Upload a PDF, Word doc, Excel sheet, or plain text, and a 3-pass LLM pipeline reads it the way a process analyst would — finding triggers, tasks, decisions, actors, and outcomes — then emits a schema-validated, auto-repaired BPMN model that renders as an interactive swimlane diagram you can export to JSON or BPMN XML.
- 🧠 Three-pass extraction, not one prompt. Instead of begging a model for BPMN in a single shot, the pipeline runs Core Extraction → Structural Enhancement → Validation & Auto-Repair — and each pass is fed the raw document text plus the previous pass's JSON, so the model refines its own work rather than starting cold.
- 🛡️ Dual-schema validation + auto-repair. Every result is checked against both a hand-written JSON Schema (draft-07) and a Pydantic v2 model with custom validators (start/end events required, unique node IDs, flows must reference real nodes). A
repair_bpmn_json()step heals the most common LLM mistakes — missing start/end events, absent lanes, dropped arrays — before validation, so a slightly-off generation still becomes a valid diagram. - 🎨 A from-scratch SVG renderer. No diagramming library on the canvas —
WorkflowVisualization.tsxbuilds the whole BPMN diagram with rawcreateElementNScalls: color-coded swimlanes, circles for events, diamonds for gateways, rounded rectangles for tasks, an arrowhead marker, a Gaussian-blur glow filter, and click-to-highlight flow animation. - 📄 Ten document formats, one interface. PDF, Word, Excel, HTML, XML, JSON, plain text, and Markdown all flow through a single
UniversalDocumentProcessorthat normalizes text, tables, structure, and metadata. - 🔎 Evidence-traced output. Nodes can carry
evidence(page number + source quote) and businessrules, so every element of the model points back to where it came from in the document.
flowchart LR
A[📄 Upload document<br/>PDF · Word · Excel · HTML<br/>XML · JSON · TXT · MD] --> B[UniversalDocumentProcessor<br/>text · tables · structure · metadata]

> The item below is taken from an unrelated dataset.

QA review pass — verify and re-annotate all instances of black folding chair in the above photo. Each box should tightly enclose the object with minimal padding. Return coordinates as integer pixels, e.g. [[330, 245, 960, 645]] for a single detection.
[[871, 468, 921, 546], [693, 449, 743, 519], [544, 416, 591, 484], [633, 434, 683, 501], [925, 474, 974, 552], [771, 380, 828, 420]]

B --> C[Complexity analysis<br/>+ workflow indicators]
C --> P1[Pass 1 · Core Extraction<br/>triggers · tasks · decisions · actors]
P1 -->|doc text + Pass 1 JSON| P2[Pass 2 · Structural Enhancement<br/>nodes · lanes · subprocesses · flows]
P2 -->|doc text + Pass 2 JSON| P3[Pass 3 · Validation & Auto-Repair<br/>lifecycle · evidence · rules]
P3 --> R[repair_bpmn_json<br/>heal common LLM gaps]
R --> V[validate_bpmn_json<br/>JSON Schema + Pydantic v2]
V --> M[(BPMN process model)]
M --> SVG[🎨 Interactive SVG diagram]
M --> EX[⬇️ Export · JSON · BPMN XML · Markdown]
style P1 fill:#6366f1,color:#fff
style P2 fill:#6366f1,color:#fff
style P3 fill:#6366f1,color:#fff
style V fill:#16a34a,color:#fff
style SVG fill:#0ea5e9,color:#fff
| Pass | Goal | What the model receives | What it produces |
|---|---|---|---|
| 1 · Core Extraction | Find candidate workflows | Document text (first 8k chars), tables, and pre-computed indicators (triggers / tasks / decisions / actors / outcomes) | Candidate workflows, actors, confidence |
| 2 · Structural Enhancement | Become real BPMN | Pass 1 JSON + the target schema | nodes, lanes, flows, subProcesses |
| 3 · Validation & Auto-Repair | Make it complete & valid | Pass 2 JSON | Connected lifecycle + evidence + rules |
Each pass has its own system prompt (a workflow-extraction expert, a BPMN-modeling expert, a BPMN-validation expert), and every pass degrades gracefully: if a call fails, a structured fallback keeps the pipeline producing a valid result instead of crashing.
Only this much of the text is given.